A arte pastoril, expressão grande da arte popular, é o transporte em que embarcamos para esta viagem. Constituída por objetos do quotidiano, feitos e decorados pelos pastores, nas horas vagas do pastoreio. Preenche-se a solidão. “Quem não tem que fazer, faz colheres”! Num tempo lento, sem as pressas e as tensões urbanas, o fio da navalha vai dando forma e materialidade ao objeto. Concebe-o o pensamento tanto quanto o coração! Faz-se uso dos materiais que estão à mão, aguça-se o engenho e o espírito.
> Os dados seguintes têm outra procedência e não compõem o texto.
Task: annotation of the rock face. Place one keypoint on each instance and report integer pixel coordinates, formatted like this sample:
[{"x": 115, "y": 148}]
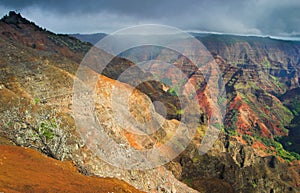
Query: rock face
[
  {"x": 27, "y": 170},
  {"x": 36, "y": 84},
  {"x": 36, "y": 110}
]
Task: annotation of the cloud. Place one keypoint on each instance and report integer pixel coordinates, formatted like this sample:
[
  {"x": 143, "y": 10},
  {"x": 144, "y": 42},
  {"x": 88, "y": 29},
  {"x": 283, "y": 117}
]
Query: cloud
[{"x": 268, "y": 17}]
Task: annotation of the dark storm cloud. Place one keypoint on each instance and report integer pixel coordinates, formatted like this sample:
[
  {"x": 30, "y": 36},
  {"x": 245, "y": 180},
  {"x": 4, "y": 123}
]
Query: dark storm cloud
[{"x": 271, "y": 17}]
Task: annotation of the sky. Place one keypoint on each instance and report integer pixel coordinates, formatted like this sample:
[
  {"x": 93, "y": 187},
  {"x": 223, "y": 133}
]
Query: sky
[{"x": 249, "y": 17}]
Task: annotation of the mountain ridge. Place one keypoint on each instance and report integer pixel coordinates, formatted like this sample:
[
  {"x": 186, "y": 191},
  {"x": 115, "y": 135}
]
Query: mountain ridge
[{"x": 36, "y": 84}]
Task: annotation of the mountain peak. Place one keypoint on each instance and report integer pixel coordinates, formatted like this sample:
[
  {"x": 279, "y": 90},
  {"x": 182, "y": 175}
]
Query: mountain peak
[{"x": 15, "y": 19}]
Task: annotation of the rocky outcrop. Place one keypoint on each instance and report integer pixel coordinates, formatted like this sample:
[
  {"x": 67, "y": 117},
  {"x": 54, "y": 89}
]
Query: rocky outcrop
[{"x": 27, "y": 170}]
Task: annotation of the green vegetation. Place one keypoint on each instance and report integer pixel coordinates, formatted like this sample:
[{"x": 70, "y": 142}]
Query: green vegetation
[
  {"x": 276, "y": 81},
  {"x": 266, "y": 63},
  {"x": 46, "y": 128},
  {"x": 36, "y": 101}
]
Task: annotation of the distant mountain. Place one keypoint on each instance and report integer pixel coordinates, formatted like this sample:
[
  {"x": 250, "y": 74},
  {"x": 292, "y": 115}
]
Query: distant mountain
[
  {"x": 261, "y": 77},
  {"x": 91, "y": 38}
]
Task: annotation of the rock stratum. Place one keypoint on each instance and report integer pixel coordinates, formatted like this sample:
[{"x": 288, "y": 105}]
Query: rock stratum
[{"x": 262, "y": 76}]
Miniaturas, brinquedos, instrumentos musicais, artefactos de uso doméstico, ofertas para o patrão ou para a patroa, para a “conversada” ou “prometida”, associam função, criatividade e propósito, síntese entre artesão, artista e poeta. Porque muitos destes objetos contêm na sua aparente simplicidade, uma componente formal e técnica e uma riqueza estética e simbólica surpreendentes.
A propósito do lançamento do livro O Criado do Pastor, no Museu do Abade de Baçal, percorremos a Coleção de Etnografia, selecionámos um conjunto de objetos: rocas, fusos, canhões de fazer meias e flautas, executadas em madeira pelos pastores da região de Miranda do Douro, nos finais do século XIX / 1º metade do século XX.
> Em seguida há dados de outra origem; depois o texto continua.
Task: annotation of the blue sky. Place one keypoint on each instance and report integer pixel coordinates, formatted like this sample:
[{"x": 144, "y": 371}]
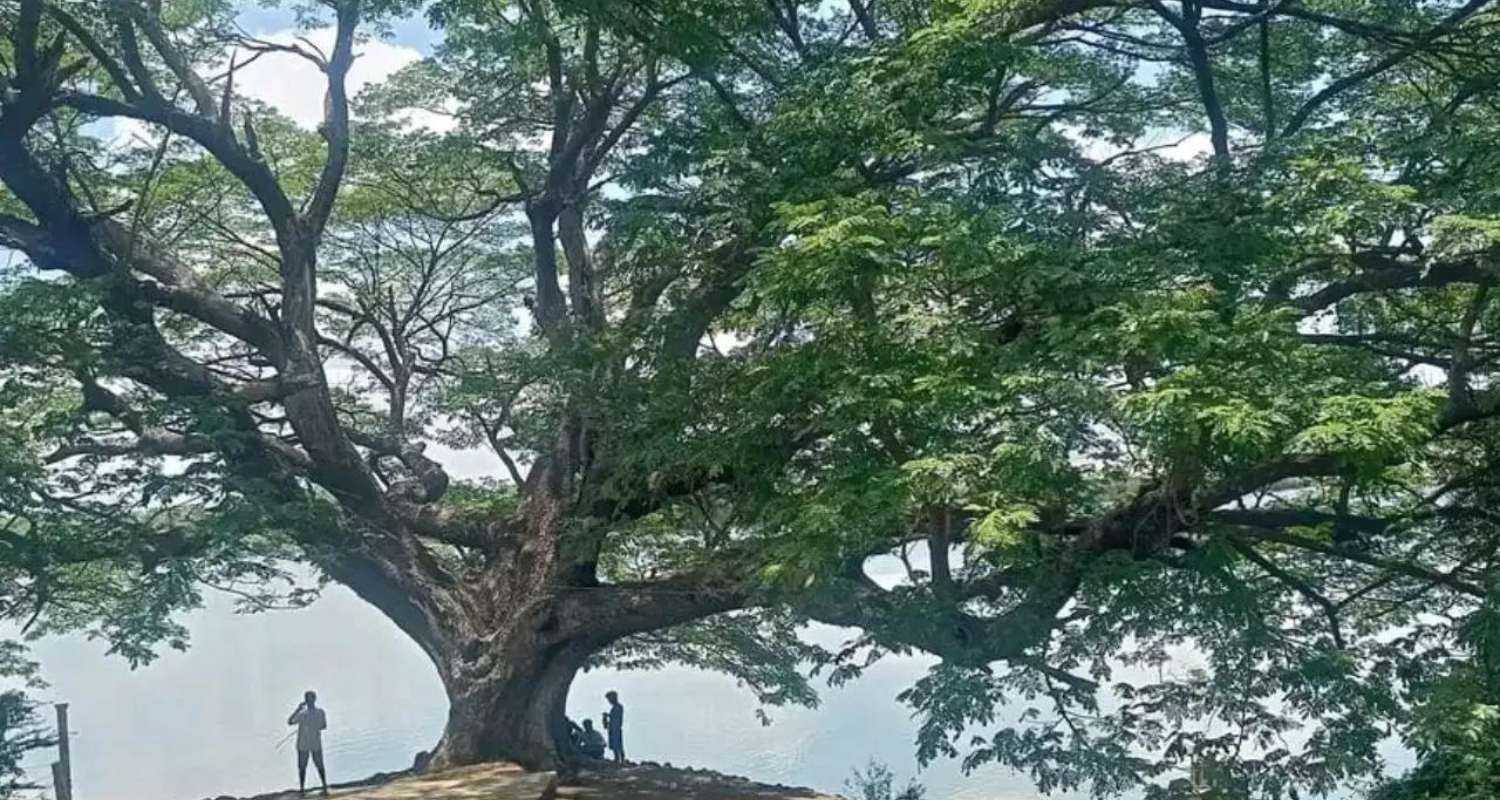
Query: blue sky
[{"x": 410, "y": 32}]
Profusamente ornamentados, numa combinação de composições geometrizadas, vegetalistas, figuras humanas, animais … incisos e, em alguns casos, incrustados, vão-lhe preenchendo o corpo. O cabo, no caso da roca. Rapazes e raparigas, cavaleiros de espada erguida, cruzes e corações frechados, misturam-se com pavões, galos, pombas, raposas, lobos, serpentes, lagartos, ramos, espigas, flores, candelabros. No topo, dando continuidade ao roquil (que prende a lã para ser fiada) ergue-se a torre rendilhada de janelas e arcadas como um altivo castelo ou catedral! Um universo de símbolos arreigados à vida.
Carregam na sua historicidade (ou na sua fantasia), a narrativa de um quotidiano milenar que olhamos nesta perspetiva de proximidade, também de registo e permanência no imaginário de quem não fruiu a experiência na primeira pessoa.